Magnetic nanopowder for 6G technology

Material scientists have found a speedy method for producing epsilon iron oxide and demonstrated its promise for next-generation communications devices.

Crystalline structures of iron oxide (III) polymorphs
Crystalline structures of iron oxide (III) polymorphs © Evgeny Gorbachev

Epsilon iron oxide is an extremely rare and difficult form of iron oxide to obtain. Currently, it is produced in very small quantities, with the process itself taking up to a month.

Russian scientists have developed a method for accelerated synthesis in a day with increased quantity of the resulting product.

‘Although the epsilon-iron oxide phase was obtained in pure form relatively long ago, in 2004, it still has not found industrial application due to the complexity of its synthesis, for example as a medium for magnetic - recording. We have managed to simplify the technology considerably,’ says Evgeny Gorbachev, a PhD student in the Department of Materials Sciences at Moscow State University and primary author of the work.

The key to successful application of materials with record-breaking characteristics is research into their fundamental physical properties. Without in-depth study, the material may be undeservedly forgotten for many years, as has happened more than once in the history of science. It was the tandem of materials scientists at Moscow State University, who synthesised the compound, and physicists at MIPT, who studied it in detail, that made the development a success.

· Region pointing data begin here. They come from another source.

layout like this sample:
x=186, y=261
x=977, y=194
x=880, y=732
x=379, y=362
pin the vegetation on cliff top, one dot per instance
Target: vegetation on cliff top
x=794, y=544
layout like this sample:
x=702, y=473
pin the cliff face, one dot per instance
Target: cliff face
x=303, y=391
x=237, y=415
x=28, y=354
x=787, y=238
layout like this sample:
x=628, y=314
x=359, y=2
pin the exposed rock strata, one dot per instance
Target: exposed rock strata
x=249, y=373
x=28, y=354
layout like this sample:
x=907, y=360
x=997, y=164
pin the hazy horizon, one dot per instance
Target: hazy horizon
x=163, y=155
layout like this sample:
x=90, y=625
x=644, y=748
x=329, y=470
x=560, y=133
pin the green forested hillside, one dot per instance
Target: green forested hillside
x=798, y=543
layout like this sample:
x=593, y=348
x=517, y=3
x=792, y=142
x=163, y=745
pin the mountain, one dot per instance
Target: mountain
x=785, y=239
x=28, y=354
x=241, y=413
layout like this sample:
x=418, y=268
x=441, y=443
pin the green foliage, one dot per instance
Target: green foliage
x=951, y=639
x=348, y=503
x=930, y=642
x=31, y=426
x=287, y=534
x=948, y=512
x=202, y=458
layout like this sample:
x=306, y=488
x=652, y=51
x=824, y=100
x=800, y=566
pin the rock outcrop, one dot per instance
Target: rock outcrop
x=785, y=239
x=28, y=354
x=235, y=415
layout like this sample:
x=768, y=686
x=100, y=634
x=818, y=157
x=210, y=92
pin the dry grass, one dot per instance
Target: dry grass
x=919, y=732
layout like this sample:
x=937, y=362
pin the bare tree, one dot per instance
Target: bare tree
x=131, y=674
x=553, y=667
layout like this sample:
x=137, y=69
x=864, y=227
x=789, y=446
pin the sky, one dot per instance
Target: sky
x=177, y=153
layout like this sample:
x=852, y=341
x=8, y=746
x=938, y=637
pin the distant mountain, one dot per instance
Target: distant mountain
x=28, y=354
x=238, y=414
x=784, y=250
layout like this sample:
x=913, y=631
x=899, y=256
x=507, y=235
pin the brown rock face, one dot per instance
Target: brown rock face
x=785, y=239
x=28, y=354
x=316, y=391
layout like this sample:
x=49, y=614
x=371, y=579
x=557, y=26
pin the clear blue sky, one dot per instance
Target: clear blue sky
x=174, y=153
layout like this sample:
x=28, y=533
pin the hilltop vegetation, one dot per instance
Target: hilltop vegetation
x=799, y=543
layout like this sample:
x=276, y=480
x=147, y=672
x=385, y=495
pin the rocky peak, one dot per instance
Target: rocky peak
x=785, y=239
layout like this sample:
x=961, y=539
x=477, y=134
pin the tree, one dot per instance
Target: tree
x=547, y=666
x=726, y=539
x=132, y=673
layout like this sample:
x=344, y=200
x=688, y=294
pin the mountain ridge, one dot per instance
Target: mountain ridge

The material (ε-Fe2O3) has outstanding magnetic properties that make it one of the most coveted materials for communication devices and for durable magnetic recording. This iron oxide modification has an extremely high coercive force (the ability of the material to resist an external magnetic field). The strength reaches 20 kOe at room temperature, which is comparable to the parameters of magnets based on expensive rare-earth elements.

Furthermore, the material absorbs electromagnetic radiation in the sub-terahertz frequency range (100-300 GHz) through the effect of natural ferromagnetic resonance. The frequency of such resonance is one of the criteria for the use of materials in wireless communications devices - the 4G standard uses megahertz and 5G uses tens of gigahertz. There are plans to use the sub-terahertz range as a working range in the sixth generation (6G) wireless technology, which is being prepared for active introduction in the early 2030s. The material is suitable for making converting units or absorber circuits at these frequencies.

The work was published in the Journal of Materials Chemistry C.